Heart failure and cardiomyopathy

There were around 178,300 hospitalisations where heart failure and cardiomyopathy was recorded as the principal or additional diagnosis in 2016–17. This represents 1.6% of all hospitalisations in Australia.

Almost 40% of hospitalisations (70,800) for heart failure and cardiomyopathy were recorded as the principal diagnosis.

Where heart failure and cardiomyopathy was recorded as the principal diagnosis, hospitalisation rates:

  • Were 1.5 times as high for males as females. Age-specific rates were higher among males than females in all age groups (Figure 6).
  • Increased with age, with rates highest for males and females in the 85 and over age group (5,900 and 4,500 per 100,000 population)―at least 2.5 times as high as those in the 75–84 age group (2,300 and 1,600 per 100,000) (Figure 6).

Figure 6: Heart failure and cardiomyopathy hospitalisations (principal diagnosis), by age and sex, 2016–17

This column graph shows that the heart failure and cardiomyopathy hospitalisation rate increased with age. Males had a higher heart failure and cardiomyopathy hospitalisation rate than females across all age groups.  For males, the hospitalisation rate increased from 4 hospitalisations per 100,000 population in those aged 25 and under, to 5,861 hospitalisations per 100,000 population in those aged 85 and older. For females, the hospitalisation rate increased from 3 hospitalisations per 100,000 population among those aged 25 and under, to 4,465 hospitalisations per 100,000 population in those aged 85 and older

Chart: AIHW. Source: AIHW analysis of the National Hospital Morbidity Database. (Data table)

Stroke

There were over 80,200 hospitalisations where stroke was recorded as the principal or additional diagnosis in 2016–17. This represents 0.7% of all hospitalisations in Australia. 81% (65,000) of hospitalisations for stroke were recorded as the principal diagnosis in 2016–17.

In 2016–17, where stroke was recorded as the principal diagnosis, hospitalisation rates:

  • Were 1.4 times as high for males as for females. Age-specific rates were higher among males than females from age 35 years (Figure 7).
  • Increased with age, with rates for males and females highest in the 85 and over age group (3,000 and 2,600 per 100,000 population)―around 1.6 times as high as those in the 75–84 age group among males (1,900 per 100,000) and 2 times as high among females (1,300 per 100,000) (Figure 7).

Figure 7: Stroke hospitalisations (principal diagnosis), by age and sex, 2016–17

This column graph shows that the stroke hospitalisation rate increased with age. The rate for males was higher than for females from the age of 35 years.  For males, the rate of stroke hospitalisations increased from 1,883 to 2,986 per 100,000 population between the age groups 75–84 years and 85 and over. For females, the rate of stroke hospitalisations increased from 1,338 to 2,649 per 100,000 population between the age groups 75–84 years and 85 and over.

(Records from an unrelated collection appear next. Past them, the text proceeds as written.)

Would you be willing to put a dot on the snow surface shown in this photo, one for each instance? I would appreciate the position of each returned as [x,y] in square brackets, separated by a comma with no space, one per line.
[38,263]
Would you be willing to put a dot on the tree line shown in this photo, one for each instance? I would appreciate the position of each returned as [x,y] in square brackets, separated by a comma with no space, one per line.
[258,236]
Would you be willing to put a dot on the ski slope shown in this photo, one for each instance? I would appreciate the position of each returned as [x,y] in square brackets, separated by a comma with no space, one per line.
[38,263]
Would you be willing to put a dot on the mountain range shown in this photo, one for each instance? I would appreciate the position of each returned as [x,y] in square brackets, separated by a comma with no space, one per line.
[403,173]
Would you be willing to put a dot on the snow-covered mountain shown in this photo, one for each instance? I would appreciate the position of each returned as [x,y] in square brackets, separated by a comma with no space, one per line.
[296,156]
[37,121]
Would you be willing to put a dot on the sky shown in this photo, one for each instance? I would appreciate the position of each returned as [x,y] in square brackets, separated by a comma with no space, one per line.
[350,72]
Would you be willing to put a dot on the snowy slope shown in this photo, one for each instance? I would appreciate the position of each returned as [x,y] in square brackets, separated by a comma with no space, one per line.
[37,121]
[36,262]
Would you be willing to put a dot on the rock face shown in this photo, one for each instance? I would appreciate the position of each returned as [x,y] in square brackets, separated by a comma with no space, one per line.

Chart: AIHW. Source: analysis of the National Hospital Morbidity Database. (Data table)

Hospital procedures for CVD

Procedures are provided in hospitals to admitted patients to diagnose or treat CVD.

In 2016–17, the most common procedures performed in hospital were coronary angiography (133,900), percutaneous coronary intervention (43,300), echocardiography (41,500), and pacemaker insertion (17,200). The number of procedures to diagnose and treat CVD was higher among males than females.